0

Lets say I have an active/ directory that contains these files

active/
foo.bar.abc
foo.bar.xyz
foo.bat.abc

archive/
foo.bat.xyz

I want to write a command to output only unique filenames in active/ (uniqueness based on the middle item) AND doesn't match to any files already in archive/ (again based on that middle term).

Sample output:

foo.bar.abc

Explanation: output either foo.bar.abc or foo.bar.xyz doesn't matter. Not foo.bat.abc since foo.bat.xyz exists in archive/

I've found this to help identify unique values based on a pattern but I can't figure out how to combine that with my additional clause of no match in archive/

Community
  • 1
  • 1
JitterbugChew
  • 401
  • 3
  • 10
  • 4
    Any attempts yourself? – 123 Dec 07 '16 at 15:39
  • something like `ls | awk -v re='foo\.[[:alpha:]]\.' 'match($0, re, a) && !(a[0] in p) {p[a[0]]; print}'` prints out the unique file names for a single directory. I'm not sure where to start comparing that to another directory's contents. – JitterbugChew Dec 07 '16 at 15:45
  • @JitterbugChew: Are all the files always of type `word1.word2.word3`, with your requirement being uniqueness from `word2`? – Inian Dec 07 '16 at 16:45
  • @Inian Yes. `word1` is consistent, `word2` and `word3` vary – JitterbugChew Dec 07 '16 at 16:49

2 Answers2

2

Awk is actually not needed here, you can do it with simple grep/sed and sort:

(ls ./archive | sed 's/^/1 /'; ls ./active | sed 's/^/2 /') | \
  sort --field-separator="." --key="2,2" --uniq --stable | \
  grep '^2 ' | sed 's/^2 //'

Explanation:

First list both directories and mark which lines are from which directory. Then sort both listings together by their middle parts. Option --field-separator="." splits all lines into fields on dosts and option --key="2,2" tells to sort by the middle field, i.e. by the part between the dots. We use a stable sort to make sure lines from archive are the first and tell sort to print only the first matches of all duplicate lines.

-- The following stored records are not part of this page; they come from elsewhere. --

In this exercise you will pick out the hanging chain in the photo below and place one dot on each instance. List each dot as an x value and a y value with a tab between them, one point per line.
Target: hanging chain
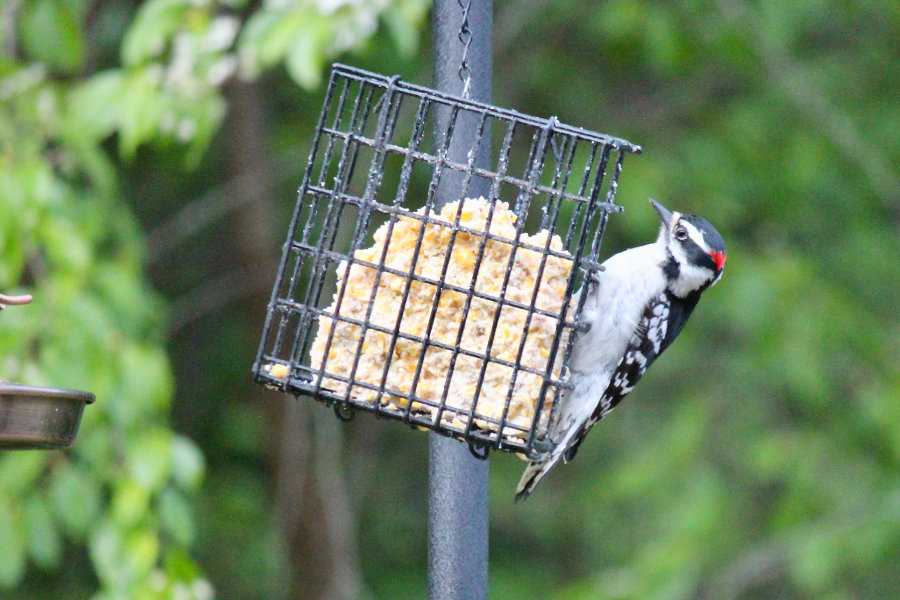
465	38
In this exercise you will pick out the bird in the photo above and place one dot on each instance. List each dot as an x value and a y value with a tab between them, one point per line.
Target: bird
637	303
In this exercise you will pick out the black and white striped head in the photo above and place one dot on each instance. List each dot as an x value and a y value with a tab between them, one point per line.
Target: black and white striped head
695	251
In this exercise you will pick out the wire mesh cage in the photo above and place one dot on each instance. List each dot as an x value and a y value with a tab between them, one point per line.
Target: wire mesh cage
431	263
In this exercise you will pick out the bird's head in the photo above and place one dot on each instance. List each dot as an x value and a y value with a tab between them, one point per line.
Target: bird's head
695	251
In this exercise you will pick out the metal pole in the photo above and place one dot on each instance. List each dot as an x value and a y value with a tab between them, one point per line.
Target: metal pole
458	482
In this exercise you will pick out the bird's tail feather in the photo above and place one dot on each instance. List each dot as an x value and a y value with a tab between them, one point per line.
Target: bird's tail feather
534	472
567	429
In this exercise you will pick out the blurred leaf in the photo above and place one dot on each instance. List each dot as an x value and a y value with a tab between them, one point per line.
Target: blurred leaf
188	465
152	29
150	458
130	503
176	516
12	550
43	538
75	499
56	20
19	472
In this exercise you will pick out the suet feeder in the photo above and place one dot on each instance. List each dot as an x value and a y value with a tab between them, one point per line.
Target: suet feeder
430	266
34	417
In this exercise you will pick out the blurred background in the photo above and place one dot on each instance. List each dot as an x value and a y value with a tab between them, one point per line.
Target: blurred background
150	155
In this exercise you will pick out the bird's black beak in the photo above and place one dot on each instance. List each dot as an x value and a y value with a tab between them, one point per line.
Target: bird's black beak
663	212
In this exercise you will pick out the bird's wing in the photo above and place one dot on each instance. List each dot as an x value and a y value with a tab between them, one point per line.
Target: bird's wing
660	323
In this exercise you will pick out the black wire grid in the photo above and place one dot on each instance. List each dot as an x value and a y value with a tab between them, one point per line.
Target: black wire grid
368	166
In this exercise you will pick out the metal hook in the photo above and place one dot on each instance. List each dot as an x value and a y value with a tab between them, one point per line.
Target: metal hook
344	412
479	451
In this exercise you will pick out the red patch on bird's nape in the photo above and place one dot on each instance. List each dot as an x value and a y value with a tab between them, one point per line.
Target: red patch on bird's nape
719	258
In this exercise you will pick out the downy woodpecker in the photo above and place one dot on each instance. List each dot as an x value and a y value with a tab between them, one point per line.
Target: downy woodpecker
637	304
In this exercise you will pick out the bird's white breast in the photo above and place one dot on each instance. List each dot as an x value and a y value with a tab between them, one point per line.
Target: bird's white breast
615	306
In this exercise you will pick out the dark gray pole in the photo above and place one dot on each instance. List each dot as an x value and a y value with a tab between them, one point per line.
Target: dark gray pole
458	482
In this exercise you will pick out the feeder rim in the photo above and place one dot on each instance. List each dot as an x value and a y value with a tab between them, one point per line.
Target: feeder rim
18	389
552	123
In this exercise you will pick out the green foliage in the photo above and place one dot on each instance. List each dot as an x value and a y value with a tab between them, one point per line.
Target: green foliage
758	458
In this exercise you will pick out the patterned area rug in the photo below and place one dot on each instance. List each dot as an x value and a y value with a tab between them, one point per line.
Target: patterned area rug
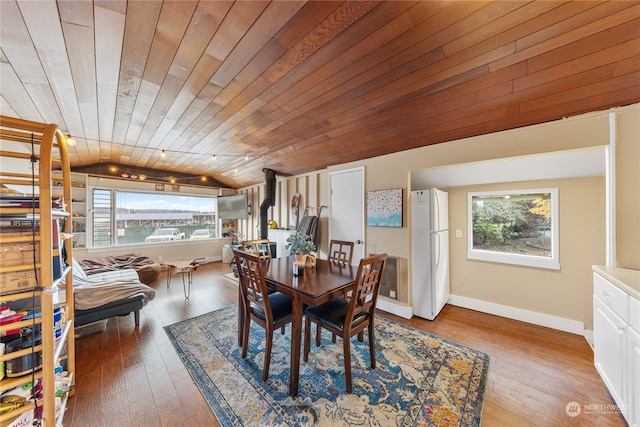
420	380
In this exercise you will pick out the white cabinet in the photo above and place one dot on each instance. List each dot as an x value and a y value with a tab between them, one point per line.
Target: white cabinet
609	348
633	344
633	350
280	238
616	329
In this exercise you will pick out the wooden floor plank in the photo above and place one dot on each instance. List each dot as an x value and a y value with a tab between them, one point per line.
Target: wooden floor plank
534	371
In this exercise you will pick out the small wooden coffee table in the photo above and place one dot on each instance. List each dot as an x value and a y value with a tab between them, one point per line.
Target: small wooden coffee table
184	270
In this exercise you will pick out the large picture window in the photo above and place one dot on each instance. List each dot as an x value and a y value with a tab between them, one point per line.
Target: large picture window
514	227
138	215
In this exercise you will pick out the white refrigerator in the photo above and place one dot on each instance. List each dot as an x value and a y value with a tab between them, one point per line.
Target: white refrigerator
429	252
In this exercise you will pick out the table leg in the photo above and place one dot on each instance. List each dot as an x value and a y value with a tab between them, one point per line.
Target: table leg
240	315
296	334
169	272
187	288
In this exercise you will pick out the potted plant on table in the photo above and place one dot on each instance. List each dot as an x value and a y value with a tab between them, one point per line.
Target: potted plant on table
301	246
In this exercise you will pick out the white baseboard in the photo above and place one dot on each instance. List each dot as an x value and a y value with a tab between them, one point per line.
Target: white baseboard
540	319
392	307
588	334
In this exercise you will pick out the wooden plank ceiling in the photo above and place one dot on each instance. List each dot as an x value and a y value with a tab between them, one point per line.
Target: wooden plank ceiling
298	86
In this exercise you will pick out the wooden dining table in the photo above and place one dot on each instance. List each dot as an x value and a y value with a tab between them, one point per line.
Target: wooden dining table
311	288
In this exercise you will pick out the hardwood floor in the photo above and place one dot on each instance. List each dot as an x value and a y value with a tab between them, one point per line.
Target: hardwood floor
133	377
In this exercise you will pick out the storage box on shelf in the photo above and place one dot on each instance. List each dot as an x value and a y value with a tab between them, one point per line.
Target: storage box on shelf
38	343
79	199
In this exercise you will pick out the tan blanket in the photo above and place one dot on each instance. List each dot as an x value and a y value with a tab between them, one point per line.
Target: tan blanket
118	262
89	294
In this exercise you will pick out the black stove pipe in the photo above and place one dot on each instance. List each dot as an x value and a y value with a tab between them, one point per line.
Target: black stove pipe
270	200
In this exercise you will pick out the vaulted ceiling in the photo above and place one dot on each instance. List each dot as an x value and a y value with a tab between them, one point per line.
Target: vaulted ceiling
298	86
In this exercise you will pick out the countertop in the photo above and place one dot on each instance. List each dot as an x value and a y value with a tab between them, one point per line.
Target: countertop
626	279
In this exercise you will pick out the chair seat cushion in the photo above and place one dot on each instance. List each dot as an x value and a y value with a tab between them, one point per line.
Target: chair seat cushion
333	313
280	307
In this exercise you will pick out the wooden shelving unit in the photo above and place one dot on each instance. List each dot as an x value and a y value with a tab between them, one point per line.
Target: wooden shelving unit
27	143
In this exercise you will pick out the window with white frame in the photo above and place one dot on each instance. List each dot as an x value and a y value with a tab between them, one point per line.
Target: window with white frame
129	217
514	227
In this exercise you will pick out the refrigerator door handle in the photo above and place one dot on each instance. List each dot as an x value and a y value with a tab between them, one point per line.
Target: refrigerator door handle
436	246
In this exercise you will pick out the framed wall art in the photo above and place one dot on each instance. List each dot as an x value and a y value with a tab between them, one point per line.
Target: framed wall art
384	208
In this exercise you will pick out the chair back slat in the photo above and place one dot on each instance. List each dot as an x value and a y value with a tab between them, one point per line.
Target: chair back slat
366	287
253	286
340	251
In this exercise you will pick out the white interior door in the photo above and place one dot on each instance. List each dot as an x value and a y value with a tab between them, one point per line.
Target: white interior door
346	217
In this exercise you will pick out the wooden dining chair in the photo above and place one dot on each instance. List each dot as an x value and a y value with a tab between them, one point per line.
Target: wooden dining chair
340	251
269	310
261	247
346	317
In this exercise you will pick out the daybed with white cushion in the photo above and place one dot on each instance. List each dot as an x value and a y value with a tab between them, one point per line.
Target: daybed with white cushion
112	293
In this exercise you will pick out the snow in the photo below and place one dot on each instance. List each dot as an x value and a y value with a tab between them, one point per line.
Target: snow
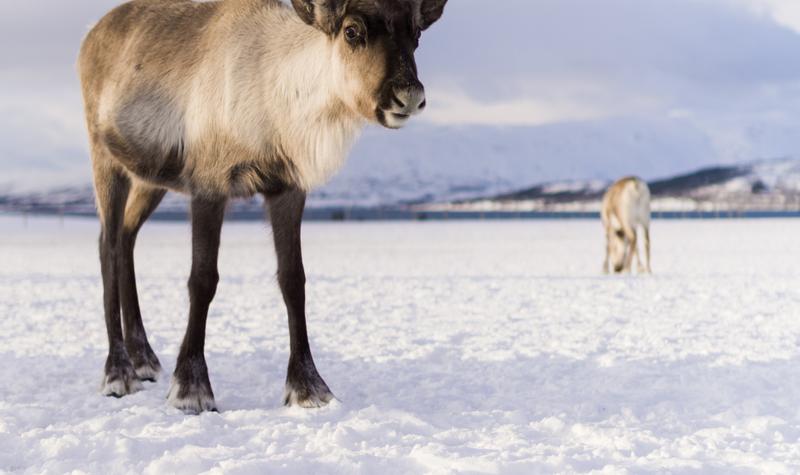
479	347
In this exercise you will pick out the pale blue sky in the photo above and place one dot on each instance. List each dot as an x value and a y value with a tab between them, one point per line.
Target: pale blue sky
727	68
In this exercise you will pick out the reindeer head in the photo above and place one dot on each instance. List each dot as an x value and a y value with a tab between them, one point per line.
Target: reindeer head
374	43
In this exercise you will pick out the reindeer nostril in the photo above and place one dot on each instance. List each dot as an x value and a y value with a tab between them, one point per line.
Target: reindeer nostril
397	101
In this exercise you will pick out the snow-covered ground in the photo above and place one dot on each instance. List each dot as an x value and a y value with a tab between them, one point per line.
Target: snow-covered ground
477	347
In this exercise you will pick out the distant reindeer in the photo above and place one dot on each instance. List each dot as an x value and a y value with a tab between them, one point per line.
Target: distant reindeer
626	208
227	99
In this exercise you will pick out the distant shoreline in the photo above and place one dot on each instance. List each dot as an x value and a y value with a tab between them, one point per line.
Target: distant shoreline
394	214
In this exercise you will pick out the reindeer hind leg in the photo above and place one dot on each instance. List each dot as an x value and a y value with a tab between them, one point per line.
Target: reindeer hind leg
142	201
111	191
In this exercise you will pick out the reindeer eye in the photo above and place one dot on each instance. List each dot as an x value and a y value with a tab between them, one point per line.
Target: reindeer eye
352	33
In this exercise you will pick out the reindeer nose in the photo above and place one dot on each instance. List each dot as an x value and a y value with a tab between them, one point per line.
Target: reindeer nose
410	100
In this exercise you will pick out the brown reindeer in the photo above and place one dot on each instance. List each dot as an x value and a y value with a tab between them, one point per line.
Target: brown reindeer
626	208
227	99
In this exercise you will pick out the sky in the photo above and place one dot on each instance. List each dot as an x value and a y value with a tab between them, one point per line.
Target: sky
727	69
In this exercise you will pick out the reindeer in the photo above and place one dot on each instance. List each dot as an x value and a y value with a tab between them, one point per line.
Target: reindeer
626	207
226	99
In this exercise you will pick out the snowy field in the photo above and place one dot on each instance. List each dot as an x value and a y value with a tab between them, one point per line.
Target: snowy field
494	347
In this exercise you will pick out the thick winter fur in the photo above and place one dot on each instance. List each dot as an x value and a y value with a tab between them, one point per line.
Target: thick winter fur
626	208
223	99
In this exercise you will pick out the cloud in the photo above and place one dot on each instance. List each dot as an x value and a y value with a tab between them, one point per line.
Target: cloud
727	67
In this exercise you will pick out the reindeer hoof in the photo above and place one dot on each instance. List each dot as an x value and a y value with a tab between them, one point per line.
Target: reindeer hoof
190	390
148	368
306	388
120	381
192	398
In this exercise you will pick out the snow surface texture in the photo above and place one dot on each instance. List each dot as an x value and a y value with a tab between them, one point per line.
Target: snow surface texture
492	347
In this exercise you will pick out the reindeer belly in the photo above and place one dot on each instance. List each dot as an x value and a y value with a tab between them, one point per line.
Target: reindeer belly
147	138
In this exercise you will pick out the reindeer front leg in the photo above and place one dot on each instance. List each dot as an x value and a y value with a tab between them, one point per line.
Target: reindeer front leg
304	386
191	388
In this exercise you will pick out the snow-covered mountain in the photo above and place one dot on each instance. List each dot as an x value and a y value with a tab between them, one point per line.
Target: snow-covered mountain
428	164
769	185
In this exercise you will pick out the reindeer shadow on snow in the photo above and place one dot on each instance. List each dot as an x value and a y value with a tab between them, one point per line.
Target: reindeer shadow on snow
227	99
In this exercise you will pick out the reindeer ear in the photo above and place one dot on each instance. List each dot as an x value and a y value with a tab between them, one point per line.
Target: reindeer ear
430	11
325	15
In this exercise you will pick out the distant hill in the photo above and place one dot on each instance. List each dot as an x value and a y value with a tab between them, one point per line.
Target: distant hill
771	185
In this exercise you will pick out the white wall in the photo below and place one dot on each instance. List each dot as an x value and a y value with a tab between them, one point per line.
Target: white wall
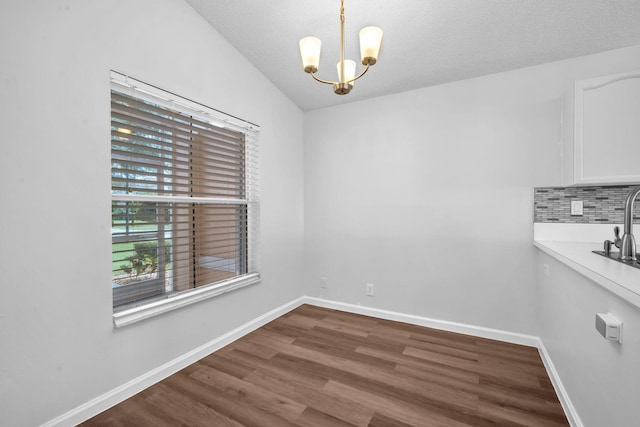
600	376
58	347
428	194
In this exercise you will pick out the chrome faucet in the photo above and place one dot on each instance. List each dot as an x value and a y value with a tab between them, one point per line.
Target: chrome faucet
628	243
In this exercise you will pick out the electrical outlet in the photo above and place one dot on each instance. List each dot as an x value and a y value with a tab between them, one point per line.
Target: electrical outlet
370	289
576	207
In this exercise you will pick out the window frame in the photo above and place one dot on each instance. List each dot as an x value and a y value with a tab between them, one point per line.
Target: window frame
144	309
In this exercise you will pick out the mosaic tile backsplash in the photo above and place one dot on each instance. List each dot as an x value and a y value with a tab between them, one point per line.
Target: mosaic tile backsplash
601	205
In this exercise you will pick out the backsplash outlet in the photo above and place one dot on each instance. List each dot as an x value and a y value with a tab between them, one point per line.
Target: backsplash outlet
601	205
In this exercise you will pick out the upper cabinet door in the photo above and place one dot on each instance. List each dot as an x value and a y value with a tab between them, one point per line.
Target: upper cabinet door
606	131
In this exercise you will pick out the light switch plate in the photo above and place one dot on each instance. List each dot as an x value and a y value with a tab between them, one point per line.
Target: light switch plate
576	207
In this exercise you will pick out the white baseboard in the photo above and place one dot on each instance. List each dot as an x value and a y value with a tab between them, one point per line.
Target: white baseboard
125	391
563	396
477	331
129	389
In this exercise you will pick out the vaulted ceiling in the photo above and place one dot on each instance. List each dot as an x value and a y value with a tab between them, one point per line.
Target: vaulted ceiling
426	42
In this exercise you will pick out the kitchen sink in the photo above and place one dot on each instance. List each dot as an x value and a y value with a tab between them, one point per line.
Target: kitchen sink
614	256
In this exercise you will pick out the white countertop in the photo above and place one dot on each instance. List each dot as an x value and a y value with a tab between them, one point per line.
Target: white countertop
566	243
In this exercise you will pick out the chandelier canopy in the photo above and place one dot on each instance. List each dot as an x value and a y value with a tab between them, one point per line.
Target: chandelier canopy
370	42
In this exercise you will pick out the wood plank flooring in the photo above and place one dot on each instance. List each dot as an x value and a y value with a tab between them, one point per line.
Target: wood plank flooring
320	367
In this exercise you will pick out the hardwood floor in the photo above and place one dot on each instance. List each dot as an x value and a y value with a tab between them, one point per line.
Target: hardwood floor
320	367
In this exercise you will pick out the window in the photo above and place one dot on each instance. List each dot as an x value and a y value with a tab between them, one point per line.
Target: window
184	201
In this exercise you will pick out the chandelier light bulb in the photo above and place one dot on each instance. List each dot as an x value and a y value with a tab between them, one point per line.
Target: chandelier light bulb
310	53
370	42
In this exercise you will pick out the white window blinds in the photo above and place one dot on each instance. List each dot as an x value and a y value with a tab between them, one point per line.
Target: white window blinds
184	196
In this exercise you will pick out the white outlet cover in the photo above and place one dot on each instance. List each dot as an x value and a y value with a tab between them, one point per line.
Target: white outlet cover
576	207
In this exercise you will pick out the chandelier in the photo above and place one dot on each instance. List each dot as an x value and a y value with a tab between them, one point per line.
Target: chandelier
370	41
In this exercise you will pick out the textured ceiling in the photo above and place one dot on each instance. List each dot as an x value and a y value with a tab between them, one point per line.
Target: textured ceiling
426	42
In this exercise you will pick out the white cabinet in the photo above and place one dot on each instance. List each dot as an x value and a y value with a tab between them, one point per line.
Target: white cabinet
601	131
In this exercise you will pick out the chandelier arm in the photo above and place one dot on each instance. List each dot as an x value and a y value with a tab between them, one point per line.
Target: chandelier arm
322	80
359	75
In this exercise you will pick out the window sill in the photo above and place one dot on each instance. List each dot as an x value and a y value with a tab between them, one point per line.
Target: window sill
136	314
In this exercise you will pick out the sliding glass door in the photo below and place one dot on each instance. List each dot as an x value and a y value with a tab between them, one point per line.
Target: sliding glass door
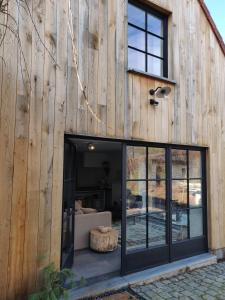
164	204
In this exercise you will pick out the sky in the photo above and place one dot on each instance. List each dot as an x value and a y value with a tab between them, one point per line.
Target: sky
217	11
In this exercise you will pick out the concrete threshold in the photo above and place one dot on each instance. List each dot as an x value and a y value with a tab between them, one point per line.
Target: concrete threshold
144	277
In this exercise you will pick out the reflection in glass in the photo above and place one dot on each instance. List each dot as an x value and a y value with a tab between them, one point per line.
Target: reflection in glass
136	60
157	228
155	25
136	162
179	193
196	222
179	163
156	196
136	16
179	225
155	65
136	38
195	164
195	193
156	163
136	197
155	45
136	232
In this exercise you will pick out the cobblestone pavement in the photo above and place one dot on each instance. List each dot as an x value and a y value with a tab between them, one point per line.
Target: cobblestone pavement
205	283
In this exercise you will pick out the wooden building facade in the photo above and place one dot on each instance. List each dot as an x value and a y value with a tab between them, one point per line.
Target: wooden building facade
41	101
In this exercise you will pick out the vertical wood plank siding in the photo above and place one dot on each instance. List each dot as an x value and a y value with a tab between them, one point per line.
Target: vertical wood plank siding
41	100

Finally we filter only lines that we marked with 2, i.e. the lines from ./active.

Example:

active/
  foo.aaa.xxx
  foo.bar.abc
  foo.bar.xyz
  foo.bat.abc
  zoo.aaa.xxx
  zoo.bbb.aaa


archive/
  aaa.bbb.zoo
  foo.bat.xyz

Result:
  foo.aaa.xxx
  foo.bar.abc
martin.macko.47
  • 888
  • 5
  • 9
  • This works great. I wouldn't have thought to use sed to label each directory's contents. I guess if, for example, the separators were both `;` and `.`, you could do a sed to make them the same before processing it with sort? – JitterbugChew Dec 07 '16 at 17:14
  • Yes, you could preprocess the input before – martin.macko.47 Dec 07 '16 at 17:29
1

Another attempt using GNU grep, awk and GNU findutils

$ grep -Fxvf <(find active/ -type f -printf '%P\n' | awk -F'.' '!seen[$2]++') <(find archive/ -type f -printf '%P\n' | awk -F'.' '!seen[$2]++')
foo.bar.xyz

Am using process-substitution <() to run the find/awk commands and pass it to grep for finding the difference.

While find command lists the file on the specified directory, one entry per line, the awk filters the list by retaining the ones which are not duplicated by 2nd word. For awk, with the delimiter as . !seen[$2]++ prints only unique lines by hashing it in the array only if it hasn't been seen before.

Do remember the -printf '%P in find is NOT POSIX compatible and will work with GNU findutils. Recommend upgrading to it for this to work.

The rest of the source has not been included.